Somewhere in that clump is not only a massive multiflora rose, but also a medium-sized holly bush.  But when you look at it, you can't even tell they're there.

So I've devoted several hours this spring to chopping down volunteer trees and ripping out at least three different kinds of ivy, one of which seems to give me a very mild rash.  The cups you see in the picture at the top are little perennial seedlings, some of which I've already planted but many of which are still tipping over every time the wind gusts above 5mph.  ("Do you think they thought those were just trash?" N asked about the cups after some guests left one night.)  There are balloon flowers, pony tail grass, mallow, and soapwort, as well as a few daylilies I planted from seed last spring, a couple tough-as-nails flowering shrubs rescued from my former neighbor's flower bed, and two blueberry bushes.  (And, of course, potatoes in the recycling tote.)  It still takes some imagination, but I think it's going to be spectacular once it's planted and growing.

Sunday, September 18, 2011

Dead Rosemary

My poor rosemary plant
I planted the rosemary pictured above from seed in the spring of 2010, and carefully nurtured it through its first winter on my kitchen window.  Growing herbs from seed is something I have been discouraged from doing and indeed find very difficult - only the really easy ones like basil and dill ever work out for me.  I had counted this rosemary a success after we spent most of last winter making delicious rosemary potatoes with it.  I was planning to plant it in the ground in September and let it winter outside this year.

But it seems that for every baby I bring into this world I must say goodbye to at least 3 potted plants.  I left this little one outside during our awful heat wave back in July and forgot to water it, and now even I have to admit that it is dead.  This is victim number two, killed simultaneously to a much-harassed blueberry bush that never did.

Wednesday, June 29, 2011

Raspberries!

 In 2009 I ordered 6 raspberry bushes and a blueberry bush from Gurney's during an end-of-season sale.  Five of the raspberry bushes died that first summer, despite hours of careful soil preparation and drainage adjustment.  The blueberry bush is still limping along.  This year, the sixth raspberry bush finally produced something besides long, fruitless canes.  (Meanwhile, the three shoots I got from Freecycle last year are also producing!)  Oh well, I suppose they were worth the wait.  R certainly thinks so.  As a bonus, the "old" raspberry bush and the "new" raspberry bushes seem to reach peak production at different times!  Now the only trouble is trying to help R understand the difference between a red raspberry and a really red raspberry. 

Sunday, April 25, 2010

Sulfur-ing the Blueberries


Last spring I planted a blueberry bush in what is now part of my new garden bed. I planted six raspberry bushes at the same time and lost five of them over the summer months. When this little blueberry lost all its leaves last fall I wondered if maybe it had died, but it did come back. There are even a few bunches of cute little bell-shaped flowers on it, though I am supposed to pick them off again this year to allow the bush to grow more before its first fruit-bearing season.

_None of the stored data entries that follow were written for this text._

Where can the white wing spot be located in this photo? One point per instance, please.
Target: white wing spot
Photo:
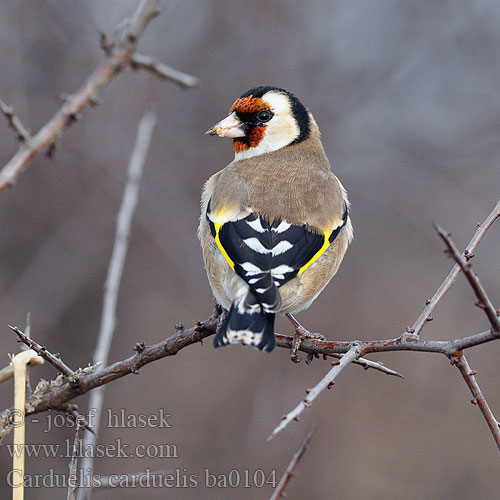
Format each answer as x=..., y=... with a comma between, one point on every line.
x=251, y=269
x=256, y=225
x=256, y=245
x=282, y=227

I put sulfur around the bush this week to try to acidify the soil, that's what the whitish stuff on the ground is. Our soil is naturally acidic, but the internet tells me that the pale green and pinkish color to my leaves probably means the soil ph is too high for the roots to absorb enough iron. I have a similar problem around my one surviving rhododendron (the other died shortly after we moved in) so I sulfur'd that as well.

I hope this helps. R really, really loves blueberries and I am pretty fond of them myself!